The relative degree to which stochastic and deterministic processes underpin community assembly is a central problem in ecology. Quantifying local-scale phylogenetic and functional beta diversity may shed new light on this problem. We used species distribution, soil, trait and phylogenetic data to quantify whether environmental distance, geographic distance or their combination are the strongest predictors of phylogenetic and functional beta diversity on local scales in a 20-ha tropical seasonal rainforest dynamics plot in southwest China. The patterns of phylogenetic and functional beta diversity were generally consistent. The phylogenetic and functional dissimilarity between subplots (10 × 10 m, 20 × 20 m, 50 × 50 m and 100 × 100 m) was often higher than that expected by chance. The turnover of lineages and species function within habitats was generally slower than that across habitats. Partitioning the variation in phylogenetic and functional beta diversity showed that environmental distance was generally a better predictor of beta diversity than geographic distance thereby lending relatively more support for deterministic environmental filtering over stochastic processes. Overall, our results highlight that deterministic processes play a stronger role than stochastic processes in structuring community composition in this diverse assemblage of tropical trees.

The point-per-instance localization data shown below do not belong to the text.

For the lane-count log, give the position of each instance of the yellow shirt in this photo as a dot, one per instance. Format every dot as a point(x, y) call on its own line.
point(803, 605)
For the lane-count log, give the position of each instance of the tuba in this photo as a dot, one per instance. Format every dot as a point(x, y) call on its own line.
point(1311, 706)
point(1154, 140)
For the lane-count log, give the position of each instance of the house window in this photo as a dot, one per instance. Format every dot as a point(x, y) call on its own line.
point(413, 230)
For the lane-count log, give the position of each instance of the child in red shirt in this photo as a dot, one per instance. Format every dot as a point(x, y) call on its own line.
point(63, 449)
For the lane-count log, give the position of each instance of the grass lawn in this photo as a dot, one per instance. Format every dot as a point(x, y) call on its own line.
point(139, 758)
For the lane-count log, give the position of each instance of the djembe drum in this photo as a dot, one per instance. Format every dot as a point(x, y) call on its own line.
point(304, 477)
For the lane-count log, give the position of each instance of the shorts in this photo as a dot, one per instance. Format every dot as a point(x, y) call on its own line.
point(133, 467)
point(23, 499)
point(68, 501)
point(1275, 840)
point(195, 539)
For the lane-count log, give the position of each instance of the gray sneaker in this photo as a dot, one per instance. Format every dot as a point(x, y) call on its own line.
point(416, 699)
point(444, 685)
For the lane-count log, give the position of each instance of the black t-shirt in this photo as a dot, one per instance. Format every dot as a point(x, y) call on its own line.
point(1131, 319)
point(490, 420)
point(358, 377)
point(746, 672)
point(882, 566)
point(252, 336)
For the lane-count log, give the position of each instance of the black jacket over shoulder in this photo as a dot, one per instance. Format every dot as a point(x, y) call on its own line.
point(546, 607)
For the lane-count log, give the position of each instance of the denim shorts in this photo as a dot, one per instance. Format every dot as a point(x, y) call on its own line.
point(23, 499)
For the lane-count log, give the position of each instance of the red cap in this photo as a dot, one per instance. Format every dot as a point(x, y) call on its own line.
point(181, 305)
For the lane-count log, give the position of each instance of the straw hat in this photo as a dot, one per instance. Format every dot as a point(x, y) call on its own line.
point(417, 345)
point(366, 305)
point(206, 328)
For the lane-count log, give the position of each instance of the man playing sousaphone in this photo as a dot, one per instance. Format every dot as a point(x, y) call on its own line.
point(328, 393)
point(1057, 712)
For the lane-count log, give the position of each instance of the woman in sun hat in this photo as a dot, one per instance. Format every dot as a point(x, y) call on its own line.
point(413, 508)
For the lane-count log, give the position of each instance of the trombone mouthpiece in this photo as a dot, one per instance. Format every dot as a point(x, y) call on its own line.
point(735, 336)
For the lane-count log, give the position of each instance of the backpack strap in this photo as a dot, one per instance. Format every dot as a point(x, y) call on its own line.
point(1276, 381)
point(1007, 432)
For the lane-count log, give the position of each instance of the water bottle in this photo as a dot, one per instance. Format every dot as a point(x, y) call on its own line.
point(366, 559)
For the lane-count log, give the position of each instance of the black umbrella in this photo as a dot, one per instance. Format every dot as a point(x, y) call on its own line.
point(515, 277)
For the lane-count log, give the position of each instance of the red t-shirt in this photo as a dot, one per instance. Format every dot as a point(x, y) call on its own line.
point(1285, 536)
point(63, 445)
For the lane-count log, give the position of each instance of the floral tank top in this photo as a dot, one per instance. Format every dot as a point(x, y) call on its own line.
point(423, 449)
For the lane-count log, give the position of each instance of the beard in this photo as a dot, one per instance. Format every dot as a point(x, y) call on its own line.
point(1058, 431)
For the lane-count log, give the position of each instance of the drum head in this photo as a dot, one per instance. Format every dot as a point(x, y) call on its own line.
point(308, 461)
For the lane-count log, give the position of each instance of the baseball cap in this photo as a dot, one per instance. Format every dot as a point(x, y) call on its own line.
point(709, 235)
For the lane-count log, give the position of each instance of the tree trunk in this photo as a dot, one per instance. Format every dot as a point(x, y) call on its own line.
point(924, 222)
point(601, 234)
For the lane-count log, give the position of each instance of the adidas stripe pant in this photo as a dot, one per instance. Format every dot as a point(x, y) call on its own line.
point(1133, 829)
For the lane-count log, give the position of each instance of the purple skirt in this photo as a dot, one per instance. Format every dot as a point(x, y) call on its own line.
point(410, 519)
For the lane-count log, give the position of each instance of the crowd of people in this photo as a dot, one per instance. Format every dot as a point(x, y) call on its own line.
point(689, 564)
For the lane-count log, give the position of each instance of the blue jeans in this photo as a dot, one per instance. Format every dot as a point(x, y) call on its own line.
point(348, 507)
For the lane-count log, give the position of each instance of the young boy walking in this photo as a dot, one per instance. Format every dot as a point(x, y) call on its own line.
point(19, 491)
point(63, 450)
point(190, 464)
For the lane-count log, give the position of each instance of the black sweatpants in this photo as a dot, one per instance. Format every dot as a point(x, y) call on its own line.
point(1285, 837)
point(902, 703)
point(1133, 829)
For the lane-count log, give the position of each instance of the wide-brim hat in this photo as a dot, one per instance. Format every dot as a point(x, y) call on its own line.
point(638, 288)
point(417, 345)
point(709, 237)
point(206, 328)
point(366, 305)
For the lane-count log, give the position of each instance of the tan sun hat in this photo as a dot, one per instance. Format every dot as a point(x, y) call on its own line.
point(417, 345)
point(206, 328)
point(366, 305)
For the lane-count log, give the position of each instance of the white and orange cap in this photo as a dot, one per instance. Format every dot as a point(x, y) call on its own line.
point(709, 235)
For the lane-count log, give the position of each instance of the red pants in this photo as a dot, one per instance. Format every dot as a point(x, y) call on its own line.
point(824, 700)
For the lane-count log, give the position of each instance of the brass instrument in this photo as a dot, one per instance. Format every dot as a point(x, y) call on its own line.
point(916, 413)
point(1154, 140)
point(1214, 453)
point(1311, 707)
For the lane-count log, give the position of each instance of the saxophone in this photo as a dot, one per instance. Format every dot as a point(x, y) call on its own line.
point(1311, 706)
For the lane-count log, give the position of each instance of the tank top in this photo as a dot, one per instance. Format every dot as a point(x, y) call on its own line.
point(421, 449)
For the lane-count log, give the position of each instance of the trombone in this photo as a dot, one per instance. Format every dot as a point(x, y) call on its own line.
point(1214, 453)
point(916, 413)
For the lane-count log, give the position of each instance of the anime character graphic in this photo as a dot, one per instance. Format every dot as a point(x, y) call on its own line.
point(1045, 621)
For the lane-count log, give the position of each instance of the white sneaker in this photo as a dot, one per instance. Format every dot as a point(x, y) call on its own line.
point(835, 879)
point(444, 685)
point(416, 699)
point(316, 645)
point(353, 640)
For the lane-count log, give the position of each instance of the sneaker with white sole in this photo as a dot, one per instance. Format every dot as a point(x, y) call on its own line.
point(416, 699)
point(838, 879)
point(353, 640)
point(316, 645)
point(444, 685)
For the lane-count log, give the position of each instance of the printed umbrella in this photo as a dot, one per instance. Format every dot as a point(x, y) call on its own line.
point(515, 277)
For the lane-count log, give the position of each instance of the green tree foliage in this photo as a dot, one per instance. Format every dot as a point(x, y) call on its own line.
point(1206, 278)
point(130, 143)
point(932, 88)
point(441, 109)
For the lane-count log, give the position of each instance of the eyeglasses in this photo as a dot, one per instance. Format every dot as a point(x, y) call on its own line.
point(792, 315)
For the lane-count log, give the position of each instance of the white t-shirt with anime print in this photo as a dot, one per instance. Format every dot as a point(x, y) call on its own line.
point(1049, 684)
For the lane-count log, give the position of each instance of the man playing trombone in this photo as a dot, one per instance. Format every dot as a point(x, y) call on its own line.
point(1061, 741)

Application of DNA Barcodes in Asian Tropical Trees--A Case Study from Xishuangbanna Nature Reserve, Southwest China.

BACKGROUND: Within a regional floristic context, DNA barcoding is more useful to manage plant diversity inventories on a large scale and develop valuable conservation strategies. However, there are no DNA barcode studies from tropical areas of China, which represents one of the biodiversity hotspots around the world. METHODOLOGY AND PRINCIPAL FINDINGS: A DNA barcoding database of an Asian tropical trees with high diversity was established at Xishuangbanna Nature Reserve, Yunnan, southwest China using rbcL and matK as standard barcodes, as well as trnH-psbA and ITS as supplementary barcodes. The performance of tree species identification success was assessed using 2,052 accessions from four plots belonging to two vegetation types in the region by three methods: Neighbor-Joining, Maximum-Likelihood and BLAST. We corrected morphological field identification errors (9.6%) for the three plots using rbcL and matK based on Neighbor-Joining tree. The best barcode region for PCR and sequencing was rbcL (97.6%, 90.8%), followed by trnH-psbA (93.6%, 85.6%), while matK and ITS obtained relative low PCR and sequencing success rates. However, ITS performed best for both species (44.6-58.1%) and genus (72.8-76.2%) identification. With trnH-psbA slightly less effective for species identification. The two standard barcode rbcL and matK gave poor results for species identification (24.7-28.5% and 31.6-35.3%). Compared with other studies from comparable tropical forests (e.g. Cameroon, the Amazon and India), the overall performance of the four barcodes for species identification was lower for the Xishuangbanna Nature Reserve, possibly because of species/genus ratios and species composition between these tropical areas. CONCLUSIONS/SIGNIFICANCE: Although the core barcodes rbcL and matK were not suitable for species identification of tropical trees from Xishuangbanna Nature Reserve, they could still help with identification at the family and genus level. Considering the relative sequence recovery and the species identification performance, we recommend the use of trnH-psbA and ITS in combination as the preferred barcodes for tropical tree species identification in China.